Twelve HBeAg-positive patients did not receive antiviral prophylaxis. Of these, 6 showed HBV reactivation at a mean 61.3 months (range, 9 to 107 months) after KT. After lamivudine treatment, all showed BCR, at a mean 10.7 months, (range 4 to 23 months) after reactivation. Two patients experienced a second episode of HBV reactivation due to the YMDD mutation. Both were switched to adefovir and achieved a second BCR. One patient was diagnosed with HCC 96 months after KT and died 17 months later. During a mean follow-up of 99 months (range, 1 to 162 months) after KT, 25 HBeAg-positive patients survived without hepatic failure or HCC.
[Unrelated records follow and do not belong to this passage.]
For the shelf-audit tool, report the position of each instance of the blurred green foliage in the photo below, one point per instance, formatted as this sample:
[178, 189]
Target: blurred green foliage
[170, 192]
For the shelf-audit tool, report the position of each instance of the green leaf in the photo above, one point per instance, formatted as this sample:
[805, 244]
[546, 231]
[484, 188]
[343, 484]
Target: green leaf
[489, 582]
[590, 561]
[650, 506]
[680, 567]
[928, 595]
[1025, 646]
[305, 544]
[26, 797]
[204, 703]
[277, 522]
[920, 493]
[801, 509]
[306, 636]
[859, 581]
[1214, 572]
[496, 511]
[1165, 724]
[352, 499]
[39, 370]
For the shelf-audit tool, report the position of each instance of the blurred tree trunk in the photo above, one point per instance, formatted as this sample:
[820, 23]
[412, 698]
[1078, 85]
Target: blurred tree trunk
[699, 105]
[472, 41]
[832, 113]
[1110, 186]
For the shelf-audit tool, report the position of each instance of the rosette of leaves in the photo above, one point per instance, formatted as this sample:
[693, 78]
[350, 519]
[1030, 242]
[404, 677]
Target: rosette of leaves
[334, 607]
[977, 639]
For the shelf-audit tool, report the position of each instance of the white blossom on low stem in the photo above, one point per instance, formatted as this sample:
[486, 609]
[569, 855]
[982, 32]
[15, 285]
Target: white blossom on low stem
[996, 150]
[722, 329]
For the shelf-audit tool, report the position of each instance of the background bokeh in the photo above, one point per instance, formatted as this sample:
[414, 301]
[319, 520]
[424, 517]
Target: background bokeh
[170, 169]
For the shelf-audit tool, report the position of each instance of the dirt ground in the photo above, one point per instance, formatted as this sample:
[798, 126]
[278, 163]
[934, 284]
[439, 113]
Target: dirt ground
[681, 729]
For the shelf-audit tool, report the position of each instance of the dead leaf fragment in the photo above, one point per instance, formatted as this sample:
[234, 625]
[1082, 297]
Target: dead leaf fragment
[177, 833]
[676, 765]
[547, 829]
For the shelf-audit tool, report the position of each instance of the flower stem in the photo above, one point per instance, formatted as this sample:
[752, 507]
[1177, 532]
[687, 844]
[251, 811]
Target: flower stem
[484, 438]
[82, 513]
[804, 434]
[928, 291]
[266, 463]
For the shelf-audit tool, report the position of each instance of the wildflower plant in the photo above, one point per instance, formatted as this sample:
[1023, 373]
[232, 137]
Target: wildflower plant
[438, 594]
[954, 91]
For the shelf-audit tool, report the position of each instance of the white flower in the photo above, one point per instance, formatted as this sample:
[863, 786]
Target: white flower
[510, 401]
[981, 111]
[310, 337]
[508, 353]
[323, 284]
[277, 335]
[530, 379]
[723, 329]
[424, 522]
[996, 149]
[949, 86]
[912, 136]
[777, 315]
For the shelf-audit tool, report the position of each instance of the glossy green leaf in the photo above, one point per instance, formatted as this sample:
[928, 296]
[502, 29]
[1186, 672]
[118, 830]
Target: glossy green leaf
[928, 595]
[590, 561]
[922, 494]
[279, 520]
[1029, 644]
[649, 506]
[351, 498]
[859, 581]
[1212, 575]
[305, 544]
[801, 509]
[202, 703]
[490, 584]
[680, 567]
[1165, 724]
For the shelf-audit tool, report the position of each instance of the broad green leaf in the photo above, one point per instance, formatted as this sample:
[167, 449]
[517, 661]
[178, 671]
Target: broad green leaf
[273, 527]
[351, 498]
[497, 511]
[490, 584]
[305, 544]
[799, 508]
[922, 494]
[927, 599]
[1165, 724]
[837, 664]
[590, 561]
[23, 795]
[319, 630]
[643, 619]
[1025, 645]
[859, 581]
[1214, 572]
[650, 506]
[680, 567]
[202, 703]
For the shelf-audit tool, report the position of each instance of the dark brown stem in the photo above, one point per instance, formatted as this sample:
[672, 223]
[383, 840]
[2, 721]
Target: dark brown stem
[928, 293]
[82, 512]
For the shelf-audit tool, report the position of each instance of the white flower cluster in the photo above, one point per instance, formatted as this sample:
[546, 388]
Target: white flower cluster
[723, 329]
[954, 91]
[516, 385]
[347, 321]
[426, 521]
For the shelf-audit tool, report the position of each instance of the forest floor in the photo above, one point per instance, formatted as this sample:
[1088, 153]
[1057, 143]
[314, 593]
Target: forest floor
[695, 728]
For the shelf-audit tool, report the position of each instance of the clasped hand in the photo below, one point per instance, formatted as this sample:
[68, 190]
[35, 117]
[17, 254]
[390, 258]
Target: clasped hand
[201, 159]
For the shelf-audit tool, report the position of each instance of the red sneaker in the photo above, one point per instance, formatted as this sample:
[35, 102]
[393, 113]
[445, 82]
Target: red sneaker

Of 57 HBeAg-negative patients, 35 were started on antiviral prophylaxis (Fig. 3). HBV reactivation occurred in 14 of these 35 patients at a mean 39.1 months (range 3 to 102 months) after KT. The YMDD mutation was detected in 11 of these patients, who were switched to adefovir or entecavir. BCRs were observed in 13 patients at a mean 4.9 months (range 1 to 16 months) after reactivation. Three patients died of hepatic failure at 20, 90 and 105 months after KT, respectively. Two patients experienced second episodes of HBV reactivation, at 20 and 100 months after KT, respectively. After management with adefovir or entecavir, their hepatic function remained stable. HCC developed in 2 patients at 4 and 31 months after KT. One died of cytomegalovirus pneumonia, whereas the second remains alive. Another 4 patients died of pulmonary thromboembolism, postoperative complications and pneumonia, at 2, 8, 8 and 68 months after KT, respectively. On this progress, 4 patients experienced HBeAg reversion and 1 patient showed HBsAg clearance.

Of 22 HBeAg-negative patients who did not receive antiviral prophylaxis, 14 experienced HBV reactivation at a mean 10.3 months (range 3 to 46 months) after KT. After treatment with lamivudine or entecavir, all showed BCR, at a mean 6.2 months (range 2 to 28 months) after reactivation. Four experienced a second episode of HBV reactivation, at 14, 40, 41 and 63 months, respectively, after KT. Of these, 1 died 75 months after KT and the other 3 patients have survived without hepatic dysfunction. An additional 3 subjects also died, at 7, 45 and 132 months after KT. Three patients showed HBeAg reversion, at 6, 12 and 32 months, respectively, after KT.

Of 11 patients for whom data about HBeAg were not available, 7 received lamivudine prophylaxis. Of these, 1 patient experienced HBV reactivation 24 months after KT due to a YMDD mutation. This patient showed a BCR after treatment with adefovir for 10 months. Two patients died at 2 and 43 months after KT.